Before F. W. Woolworths’, Whitney’s, or even Myer’s department store, there was Pease’s Great Variety Store, located in the Temple of Fancy at 516 and 518 Broadway in Albany, NY.
As with other fancy goods stores, Pease’s catered to the middle and upper middle class selling highly decorated goods like ceramics, prints, furniture and other decorative household items that progressively thinking people might have wanted to purchase.The 1844 Wilson’s Albany City Guide provides a flattering description of Pease’s:
“For richness and extensive variety of novelties, combining the beautiful, the useful and the ornamental, this establishment excels any in town. Mr. P. has many fancy articles which are surpassingly rich; exceeding anything in elegance that we have ever thought, dreamed or read of.”
Pease’s advertisement in the Albany Evening Journal on December 17, 1841, is claimed as the first time Santa Claus was used to advertise a store. They also produced the hand-colored lithographs of fruit for Ebenezer Emmons’ Agriculture of New York published between 1846 and 1854.
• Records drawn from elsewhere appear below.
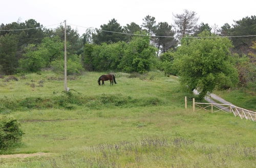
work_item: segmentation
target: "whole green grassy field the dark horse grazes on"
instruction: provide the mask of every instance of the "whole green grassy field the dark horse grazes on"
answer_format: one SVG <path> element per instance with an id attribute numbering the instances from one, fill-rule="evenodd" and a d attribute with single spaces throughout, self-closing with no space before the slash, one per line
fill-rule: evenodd
<path id="1" fill-rule="evenodd" d="M 256 124 L 232 114 L 191 111 L 176 77 L 115 73 L 69 77 L 49 71 L 0 79 L 0 115 L 18 119 L 22 145 L 0 167 L 255 167 Z M 78 93 L 77 93 L 78 92 Z M 184 96 L 189 108 L 184 109 Z"/>

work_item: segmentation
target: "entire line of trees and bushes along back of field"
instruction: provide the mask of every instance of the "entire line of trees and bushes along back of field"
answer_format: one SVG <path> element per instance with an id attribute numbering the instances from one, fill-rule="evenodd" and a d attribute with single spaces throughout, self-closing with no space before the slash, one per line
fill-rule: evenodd
<path id="1" fill-rule="evenodd" d="M 181 80 L 183 75 L 183 83 L 186 83 L 185 81 L 194 83 L 190 87 L 187 83 L 184 85 L 189 89 L 200 86 L 203 88 L 207 80 L 218 81 L 211 88 L 215 88 L 217 84 L 221 88 L 229 88 L 231 84 L 236 83 L 233 79 L 237 79 L 241 86 L 246 86 L 248 82 L 255 83 L 256 37 L 222 39 L 186 37 L 255 35 L 256 16 L 244 17 L 234 21 L 232 25 L 225 23 L 220 28 L 216 25 L 210 27 L 208 23 L 203 22 L 198 24 L 198 16 L 194 11 L 184 10 L 181 14 L 174 14 L 174 18 L 174 24 L 157 23 L 155 17 L 147 15 L 143 18 L 142 25 L 131 22 L 125 26 L 121 26 L 113 18 L 108 23 L 102 24 L 100 29 L 87 29 L 81 36 L 68 25 L 68 74 L 79 73 L 84 69 L 143 73 L 158 68 L 166 75 L 181 76 Z M 31 29 L 35 27 L 37 28 Z M 11 31 L 17 29 L 29 30 Z M 51 30 L 34 19 L 2 23 L 0 74 L 37 72 L 43 68 L 63 72 L 63 40 L 63 25 Z M 216 55 L 218 58 L 215 58 Z M 198 59 L 199 62 L 196 63 Z M 222 68 L 215 67 L 212 62 L 222 65 Z M 225 62 L 225 65 L 221 62 Z M 192 63 L 195 65 L 192 66 Z M 199 65 L 203 65 L 201 69 L 198 69 Z M 204 69 L 204 67 L 210 68 Z M 195 72 L 192 73 L 191 69 Z M 212 73 L 216 69 L 218 69 L 217 76 Z M 193 77 L 210 75 L 204 76 L 202 81 L 189 80 L 188 76 L 184 76 L 186 70 L 186 75 L 190 73 Z M 198 85 L 200 82 L 201 84 Z"/>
In 2011, an Albany Institute of History & Art exhibit featured Richard H. Pease’s upscale “Five and Dime” where Albany families could purchase fancy goods, toys, household items, children’s books, and games from the 1830s to 1855.
The exhibit drew on the collections of the Albany Institute, and included a reproduction of Pease’s 1850-51 Christmas card, considered to be the first printed in America, on loan from the Manchester University Museum in England, where the only surviving copy resides.
The Albany Institute produced a 20-page booklet, Pease’s Great Variety Store and the Story of America’s first Christmas Card, for sale in the Museum Shop.
Illustrations: Above, courtesy Albany Institute of History & Art; below, America’s First Christmas Card, Designed and printed by Richard H. Pease for his “Pease’s Great Variety Store in the Temple of Fancy” c.1851. Image courtesy of Manchester Metropolitan University Special Collections.
Interesting that there is an African American servant depicted in central card scene, when in this time period most female domestic servants were Irish. Also, it appears there may be several other AA figures in scene in upper left.
Also on top there is a Santa Claus that looks very different from Santa in Pease ad in early 1840s. Much closer to Nast Santa about 20 years later.
Pease’s first Great Variety Store was located at 50 Broadway before it moved to upper Broadway in middle 1840s.